Appreciate being quoted >:) That aside, you really have to take it in bits. Igno...

metrix · on Jan 29, 2014

I got into machine learning through an article off of HN stating that Random forests would get you 80% of the way (I think they were right!) For my purposes rotation forest increased my accuracy considerably. I have a few questions:

1. I have found that data manipulation and feature creation from a SQL database is harder than the actually using an algorithm, and knowing how to extract and aggregate data seemed to be more like "throw something at the wall and see what sticks" Do you have any suggestions or information on knowing how to extract the best data?

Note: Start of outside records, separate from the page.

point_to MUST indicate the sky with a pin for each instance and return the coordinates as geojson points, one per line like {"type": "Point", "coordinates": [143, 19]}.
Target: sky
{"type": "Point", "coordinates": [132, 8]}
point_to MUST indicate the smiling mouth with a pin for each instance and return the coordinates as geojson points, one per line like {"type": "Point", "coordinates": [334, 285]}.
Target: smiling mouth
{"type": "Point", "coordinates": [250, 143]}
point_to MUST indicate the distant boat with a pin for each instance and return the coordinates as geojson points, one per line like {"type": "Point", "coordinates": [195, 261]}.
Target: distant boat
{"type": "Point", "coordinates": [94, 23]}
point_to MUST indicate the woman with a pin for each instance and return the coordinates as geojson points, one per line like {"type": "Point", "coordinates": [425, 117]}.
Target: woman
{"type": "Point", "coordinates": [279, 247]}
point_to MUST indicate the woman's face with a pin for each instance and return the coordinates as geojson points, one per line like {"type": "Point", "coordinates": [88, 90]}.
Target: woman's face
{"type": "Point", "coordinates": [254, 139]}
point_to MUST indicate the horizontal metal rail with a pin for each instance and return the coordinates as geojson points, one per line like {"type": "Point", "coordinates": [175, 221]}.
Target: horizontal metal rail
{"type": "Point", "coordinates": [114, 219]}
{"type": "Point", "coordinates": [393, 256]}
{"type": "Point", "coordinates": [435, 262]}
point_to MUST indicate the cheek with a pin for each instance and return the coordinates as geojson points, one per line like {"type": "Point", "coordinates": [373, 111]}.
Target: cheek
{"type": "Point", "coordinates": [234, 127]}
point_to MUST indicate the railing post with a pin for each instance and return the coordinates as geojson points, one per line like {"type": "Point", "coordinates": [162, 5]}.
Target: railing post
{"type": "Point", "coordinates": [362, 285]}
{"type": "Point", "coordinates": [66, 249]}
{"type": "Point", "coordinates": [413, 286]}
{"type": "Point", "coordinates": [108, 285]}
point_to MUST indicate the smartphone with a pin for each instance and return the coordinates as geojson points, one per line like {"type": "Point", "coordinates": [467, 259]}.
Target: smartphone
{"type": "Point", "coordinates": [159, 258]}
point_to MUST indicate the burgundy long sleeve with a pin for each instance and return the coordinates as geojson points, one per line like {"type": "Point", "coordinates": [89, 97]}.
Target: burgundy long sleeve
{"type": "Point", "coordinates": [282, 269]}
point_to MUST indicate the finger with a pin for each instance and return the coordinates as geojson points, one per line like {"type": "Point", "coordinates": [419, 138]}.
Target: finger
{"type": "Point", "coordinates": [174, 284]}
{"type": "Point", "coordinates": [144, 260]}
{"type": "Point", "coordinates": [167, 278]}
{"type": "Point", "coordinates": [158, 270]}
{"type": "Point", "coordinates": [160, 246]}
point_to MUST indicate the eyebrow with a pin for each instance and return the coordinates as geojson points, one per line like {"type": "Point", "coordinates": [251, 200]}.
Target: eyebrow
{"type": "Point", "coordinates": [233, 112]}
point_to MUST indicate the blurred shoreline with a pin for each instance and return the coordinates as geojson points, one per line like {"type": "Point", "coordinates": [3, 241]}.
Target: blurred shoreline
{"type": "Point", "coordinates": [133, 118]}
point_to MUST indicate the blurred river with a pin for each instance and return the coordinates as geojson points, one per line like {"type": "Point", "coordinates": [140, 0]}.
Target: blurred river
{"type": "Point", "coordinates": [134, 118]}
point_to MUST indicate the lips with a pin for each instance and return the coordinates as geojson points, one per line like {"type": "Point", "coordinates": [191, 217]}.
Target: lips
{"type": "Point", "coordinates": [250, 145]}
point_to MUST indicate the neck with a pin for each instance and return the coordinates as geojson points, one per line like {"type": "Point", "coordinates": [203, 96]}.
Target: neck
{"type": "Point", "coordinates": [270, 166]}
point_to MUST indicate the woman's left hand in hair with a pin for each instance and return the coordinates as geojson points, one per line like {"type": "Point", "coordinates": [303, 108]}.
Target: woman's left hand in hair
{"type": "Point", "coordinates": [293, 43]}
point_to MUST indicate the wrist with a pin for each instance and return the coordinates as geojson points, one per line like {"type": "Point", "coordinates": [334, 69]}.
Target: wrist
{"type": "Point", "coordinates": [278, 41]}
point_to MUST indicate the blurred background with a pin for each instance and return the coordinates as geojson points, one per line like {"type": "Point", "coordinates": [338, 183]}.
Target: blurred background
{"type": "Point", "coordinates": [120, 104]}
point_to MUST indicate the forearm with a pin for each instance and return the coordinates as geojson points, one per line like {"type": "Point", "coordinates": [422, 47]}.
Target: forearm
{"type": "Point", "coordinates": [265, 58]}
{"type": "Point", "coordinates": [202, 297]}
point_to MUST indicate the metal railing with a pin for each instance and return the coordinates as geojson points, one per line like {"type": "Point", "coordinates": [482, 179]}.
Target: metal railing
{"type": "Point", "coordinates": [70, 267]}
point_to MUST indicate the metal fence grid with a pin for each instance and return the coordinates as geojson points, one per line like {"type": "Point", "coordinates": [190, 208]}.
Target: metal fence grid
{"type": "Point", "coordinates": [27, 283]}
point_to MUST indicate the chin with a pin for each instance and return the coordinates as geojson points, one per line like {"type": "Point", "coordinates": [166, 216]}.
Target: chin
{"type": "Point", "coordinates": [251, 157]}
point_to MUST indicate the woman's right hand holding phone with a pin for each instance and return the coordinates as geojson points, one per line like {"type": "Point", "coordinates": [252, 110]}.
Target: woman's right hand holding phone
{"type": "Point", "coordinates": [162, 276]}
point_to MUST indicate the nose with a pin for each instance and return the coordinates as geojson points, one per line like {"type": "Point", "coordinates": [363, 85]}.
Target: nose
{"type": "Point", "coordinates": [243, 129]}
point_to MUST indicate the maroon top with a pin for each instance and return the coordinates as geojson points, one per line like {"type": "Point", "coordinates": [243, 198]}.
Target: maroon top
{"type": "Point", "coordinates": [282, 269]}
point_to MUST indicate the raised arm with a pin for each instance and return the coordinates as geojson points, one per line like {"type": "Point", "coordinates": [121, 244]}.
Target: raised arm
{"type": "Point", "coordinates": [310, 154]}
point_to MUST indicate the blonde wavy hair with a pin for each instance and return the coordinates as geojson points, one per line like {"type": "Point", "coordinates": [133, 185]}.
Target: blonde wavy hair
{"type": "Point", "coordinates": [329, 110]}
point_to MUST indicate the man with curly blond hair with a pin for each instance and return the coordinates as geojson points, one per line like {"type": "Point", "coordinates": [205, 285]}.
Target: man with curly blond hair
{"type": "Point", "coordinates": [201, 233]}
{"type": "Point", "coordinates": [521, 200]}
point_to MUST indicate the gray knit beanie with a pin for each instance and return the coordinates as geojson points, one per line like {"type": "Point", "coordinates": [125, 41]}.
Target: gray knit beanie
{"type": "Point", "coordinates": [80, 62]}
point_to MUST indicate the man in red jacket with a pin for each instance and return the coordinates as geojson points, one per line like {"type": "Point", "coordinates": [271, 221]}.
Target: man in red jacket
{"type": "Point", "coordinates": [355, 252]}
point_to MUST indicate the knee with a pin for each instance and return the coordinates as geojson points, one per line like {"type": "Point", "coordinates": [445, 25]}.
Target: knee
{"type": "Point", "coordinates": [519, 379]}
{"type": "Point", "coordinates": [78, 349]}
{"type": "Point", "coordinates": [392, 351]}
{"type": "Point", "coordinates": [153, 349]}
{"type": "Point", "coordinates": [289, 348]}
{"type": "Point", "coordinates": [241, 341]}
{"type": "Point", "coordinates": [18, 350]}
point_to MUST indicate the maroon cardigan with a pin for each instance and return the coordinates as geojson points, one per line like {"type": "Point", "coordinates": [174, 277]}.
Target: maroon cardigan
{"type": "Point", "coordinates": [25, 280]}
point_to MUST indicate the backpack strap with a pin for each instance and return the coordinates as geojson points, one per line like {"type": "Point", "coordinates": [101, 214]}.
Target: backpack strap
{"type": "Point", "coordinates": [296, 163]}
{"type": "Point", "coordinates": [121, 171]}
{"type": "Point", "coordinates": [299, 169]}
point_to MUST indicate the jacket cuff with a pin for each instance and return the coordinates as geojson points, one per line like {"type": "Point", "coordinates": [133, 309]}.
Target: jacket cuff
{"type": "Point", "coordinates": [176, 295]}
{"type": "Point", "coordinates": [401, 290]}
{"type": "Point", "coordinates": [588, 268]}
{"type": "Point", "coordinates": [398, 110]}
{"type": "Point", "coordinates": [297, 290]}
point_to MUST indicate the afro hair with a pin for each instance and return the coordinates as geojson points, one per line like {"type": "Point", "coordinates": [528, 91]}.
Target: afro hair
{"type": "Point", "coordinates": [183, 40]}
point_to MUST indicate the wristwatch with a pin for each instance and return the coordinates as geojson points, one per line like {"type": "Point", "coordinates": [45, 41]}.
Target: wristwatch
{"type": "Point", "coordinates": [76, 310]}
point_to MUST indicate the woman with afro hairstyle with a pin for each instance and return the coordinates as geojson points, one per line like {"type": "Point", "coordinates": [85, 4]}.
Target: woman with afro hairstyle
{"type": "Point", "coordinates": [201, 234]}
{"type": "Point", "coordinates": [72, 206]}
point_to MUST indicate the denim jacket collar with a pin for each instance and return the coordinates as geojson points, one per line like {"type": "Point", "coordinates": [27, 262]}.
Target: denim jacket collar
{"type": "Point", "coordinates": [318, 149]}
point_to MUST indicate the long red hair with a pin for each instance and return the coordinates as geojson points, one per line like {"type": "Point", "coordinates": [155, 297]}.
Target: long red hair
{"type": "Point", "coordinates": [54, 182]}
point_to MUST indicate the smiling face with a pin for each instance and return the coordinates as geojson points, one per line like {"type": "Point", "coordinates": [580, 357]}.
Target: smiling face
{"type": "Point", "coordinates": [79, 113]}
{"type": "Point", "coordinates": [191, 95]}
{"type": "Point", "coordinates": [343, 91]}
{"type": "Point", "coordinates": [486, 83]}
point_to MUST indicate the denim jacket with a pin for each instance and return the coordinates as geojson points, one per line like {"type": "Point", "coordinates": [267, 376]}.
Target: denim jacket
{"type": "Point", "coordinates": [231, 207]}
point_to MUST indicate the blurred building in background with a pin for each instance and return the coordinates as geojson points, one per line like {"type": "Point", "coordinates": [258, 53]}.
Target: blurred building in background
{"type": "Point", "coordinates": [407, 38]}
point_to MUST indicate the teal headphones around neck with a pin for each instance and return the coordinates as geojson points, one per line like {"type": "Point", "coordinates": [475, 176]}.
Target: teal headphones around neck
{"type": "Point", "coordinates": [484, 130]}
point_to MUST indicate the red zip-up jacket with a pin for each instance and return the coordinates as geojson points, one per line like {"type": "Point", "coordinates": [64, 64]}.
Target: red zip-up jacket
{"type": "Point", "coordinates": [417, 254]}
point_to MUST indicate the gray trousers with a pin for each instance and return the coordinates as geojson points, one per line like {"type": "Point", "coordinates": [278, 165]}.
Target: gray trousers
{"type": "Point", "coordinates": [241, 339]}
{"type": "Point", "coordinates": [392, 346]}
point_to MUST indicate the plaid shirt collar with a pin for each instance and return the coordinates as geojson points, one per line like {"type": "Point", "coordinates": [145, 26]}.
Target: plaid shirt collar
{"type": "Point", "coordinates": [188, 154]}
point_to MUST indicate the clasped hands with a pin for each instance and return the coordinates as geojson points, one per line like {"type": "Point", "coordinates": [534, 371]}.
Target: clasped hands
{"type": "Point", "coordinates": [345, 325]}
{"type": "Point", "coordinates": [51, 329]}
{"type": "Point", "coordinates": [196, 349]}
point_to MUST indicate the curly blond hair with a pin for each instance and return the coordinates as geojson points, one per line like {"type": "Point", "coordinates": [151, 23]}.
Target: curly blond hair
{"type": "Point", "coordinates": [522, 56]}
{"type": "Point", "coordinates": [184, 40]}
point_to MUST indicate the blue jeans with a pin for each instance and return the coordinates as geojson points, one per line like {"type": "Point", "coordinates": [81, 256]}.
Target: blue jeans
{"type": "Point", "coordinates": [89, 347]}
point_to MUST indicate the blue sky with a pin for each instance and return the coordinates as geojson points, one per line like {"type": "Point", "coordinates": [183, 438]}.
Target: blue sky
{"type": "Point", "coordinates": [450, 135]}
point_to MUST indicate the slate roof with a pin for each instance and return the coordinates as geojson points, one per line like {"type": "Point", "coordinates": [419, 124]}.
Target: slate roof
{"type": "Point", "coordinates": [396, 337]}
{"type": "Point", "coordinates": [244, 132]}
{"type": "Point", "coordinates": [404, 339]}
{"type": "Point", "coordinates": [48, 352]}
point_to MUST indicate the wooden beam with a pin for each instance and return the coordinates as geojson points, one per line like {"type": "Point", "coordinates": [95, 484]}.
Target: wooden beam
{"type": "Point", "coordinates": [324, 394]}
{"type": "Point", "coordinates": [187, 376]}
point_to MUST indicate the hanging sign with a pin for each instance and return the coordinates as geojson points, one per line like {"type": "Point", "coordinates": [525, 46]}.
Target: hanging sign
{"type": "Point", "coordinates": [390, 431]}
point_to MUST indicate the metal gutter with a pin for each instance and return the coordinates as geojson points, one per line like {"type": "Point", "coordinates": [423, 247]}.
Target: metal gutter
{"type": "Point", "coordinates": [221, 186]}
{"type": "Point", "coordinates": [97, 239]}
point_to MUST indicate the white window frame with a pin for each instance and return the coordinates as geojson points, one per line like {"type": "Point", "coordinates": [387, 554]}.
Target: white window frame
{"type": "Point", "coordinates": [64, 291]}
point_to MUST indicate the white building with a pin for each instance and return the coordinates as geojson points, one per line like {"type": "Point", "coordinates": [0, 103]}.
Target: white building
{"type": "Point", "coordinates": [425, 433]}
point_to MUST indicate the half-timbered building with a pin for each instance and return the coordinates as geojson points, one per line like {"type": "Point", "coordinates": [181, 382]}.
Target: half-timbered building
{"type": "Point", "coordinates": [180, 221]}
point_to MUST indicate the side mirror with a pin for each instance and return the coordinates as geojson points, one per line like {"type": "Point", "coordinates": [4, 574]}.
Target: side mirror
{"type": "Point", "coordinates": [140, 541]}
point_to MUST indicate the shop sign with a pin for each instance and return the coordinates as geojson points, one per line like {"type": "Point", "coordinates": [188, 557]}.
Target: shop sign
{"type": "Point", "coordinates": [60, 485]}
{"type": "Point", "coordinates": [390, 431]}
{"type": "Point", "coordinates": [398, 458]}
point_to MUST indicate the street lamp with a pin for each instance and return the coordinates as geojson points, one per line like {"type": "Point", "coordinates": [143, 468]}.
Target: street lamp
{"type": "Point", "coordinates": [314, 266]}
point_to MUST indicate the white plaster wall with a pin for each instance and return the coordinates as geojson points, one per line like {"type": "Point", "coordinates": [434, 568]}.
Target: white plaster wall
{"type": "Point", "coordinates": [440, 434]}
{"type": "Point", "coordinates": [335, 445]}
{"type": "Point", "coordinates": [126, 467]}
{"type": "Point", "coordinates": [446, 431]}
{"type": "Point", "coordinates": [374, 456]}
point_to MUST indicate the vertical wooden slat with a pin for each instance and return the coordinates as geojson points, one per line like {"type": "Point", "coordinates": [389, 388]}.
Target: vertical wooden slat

2. After getting a random forest going, I had a hard time figuring out which algorithm to try next, or how to figure out what would work best for my dataset. Any suggestions on how to take the next step?

agibsonccc · on Jan 29, 2014

1. Use what correlates best with the outcomes. Look in to feature selection and principal component analysis for this. This will cause less noise due to smaller feature vectors. It also allows more digestable outcomes. I would also highly reccomend visualization. Weka is great if you want plug and play; otherwise there's the more traditional R/matlab. It really depends on what you're comfortable with.

2 . Depends what kind of learning you're doing. I would look in to multinomial logistic regression for most applications (more than one class) for supervised classification. Then there's also k means if you're looking to understand trends in your data. Keep in mind this is my off the shelf/simple recommendation.

I would love input on a plug and play machine learning CLI. I planned on building out my current project in to a full blown command line app. Since it can handle most features including automatic visualization/debugging via matplolib I figure with some documentation it might be a neat tool for people who don't want to deal with feature selection but still want things simple. It's definitely a problem that there's really no clear way to build simple models. Domain knowledge is also an expensive problem.

metrix · on Jan 29, 2014

Do you have it on a website or github? I would be interested in taking a look at it.

agibsonccc · on Jan 29, 2014

https://github.com/agibsonccc/java-deeplearning/

Keep in mind documentation is one of the things I need to work on the most now. I have it built and ready to go for the most part.